You two have played with many musicians from Nashville as supporting guitar and pedal steel players. How writing Steelism record different from those types of collaboration? How does stepping away from a songwriter's vision allow you two to create more independently?
When we play with different artists it’s all about supporting their song and vision - while always sneaking some of our Steelism flavor into it. With Steelism, we put our wacky musical ideas into the band that we can’t get away with while playing with other artists. Steelism is our escape.
What things have you learned being supporting roles that was most helpful writing the Steelism records?

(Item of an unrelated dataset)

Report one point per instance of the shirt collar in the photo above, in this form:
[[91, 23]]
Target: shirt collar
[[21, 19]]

We’ve spent so much time in recording studios and around professional songwriters over the years that we’ve become producers and songwriters without even intending to be. The creative journey of Steelism has happened organically. Musically speaking, we’ve also developed a lot of restraint in our playing and writing from those supporting sideman roles. It’s always the goal to say more in 3 notes than someone else can say in 20 notes.
Jeremy Fetzer has been pretty active in design for other artist's album covers and tour posters. How does visual art creation differ from musical creation for you?
I approach music and graphic design in the same fashion - piecing together musical ideas and visual designs are very similar to me. Finding the perfect few parts and colors and aligning them together while constantly striving for minimalism. And of course everything is inspired by the vinyl age of the music industry.
The record doesn't really sound like a quintessential Nashville record. I think some of my favorite recent records are from artists who started in a country role and moved into different, less twangy directions musically. How do you see your country instrumentation experience impacting the sound of this record? Were you trying to do some genre-bending with the record?
We love to put the pedal steel and Telecaster in new situations that you don’t always associate the instruments with. They can musically and tonally do so much and we purposefully don’t include many country elements into Steelism. However, we did bring in legendary session man and “Nashville Cat” Charlie McCoy for the ism sessions to play vibraphone and harmonica. He helped put Nashville on the map in the 1960s in both country and rock n’ roll genres and we’re honored to have him on our record. He had an instrumental band called Area Code 615, which has been a source of inspiration for Steelism. They were basically a prog-rock honky tonk group.
How do you like living and working in Nashville? We've heard people discuss "new Nashville" and "old Nashville." What's your stance on these shifting tides some people are seeing in Music City?
We still love Nashville. Nashville is currently evolving culturally and is going through some growing pains at the moment, but it continues to be a creative mecca and collaborative atmosphere for all us. There’s a reason so many people want to move here. There may be more traffic and it may take longer to find a table at restaurant than it used to, but it’s mostly bringing in all kinds of new people from all over the world, which is great for work. The town is slowly becoming a real city. My major concern with “New Nashville” is many of the city developers don’t have enough respect for the past and are tearing down a lot of Nashville’s vibrant history before it can be protected.
What were the motivations behind the sound of the new record? How did you select the contributing artists featured on songs like Shake Your Heel and Roulette?
The sound of ism pulls from so many different aspects of our personal record collections… Brian Eno, Serge Gainsbourg, AIR, Pink Floyd, Ennio Morricone and on and on. It’s almost similar to how a hip-hop producer pieces old samples together for a track to create something new and original, but we strive to do this in performance in an all organic and analog way. We went into the studio with the intention of striving for a hi-fi 1970s recording aesthetic made to sound great on a turntable.
Ruby Amanfu was the first artist we reached out to once we decided to add the vocal element to ism. Steelism had previously performed live with Ruby on many occasions, but this was our first true collaboration. We worked on the lyrics together to form Ruby's cinematic femme fatale character for “Roulette”, drawing from some of John Barry's James Bond themes with Shirley Bassey. There’s no better singer in Nashville than Ruby Amanfu.
We’ve also been fans of Tristen for many years. Our co-producer Jeremy Ferguson had previously worked with Tristen on several projects including her solo records and reached out to her to help us finish “Shake Your Heel,” which we were struggling to finish. It began as an instrumental that we wrote on the day David Bowie died. Spencer had some lyrics for the melody and Tristen helped us finish them in the studio right before doing her vocal take. It was the last session of the album.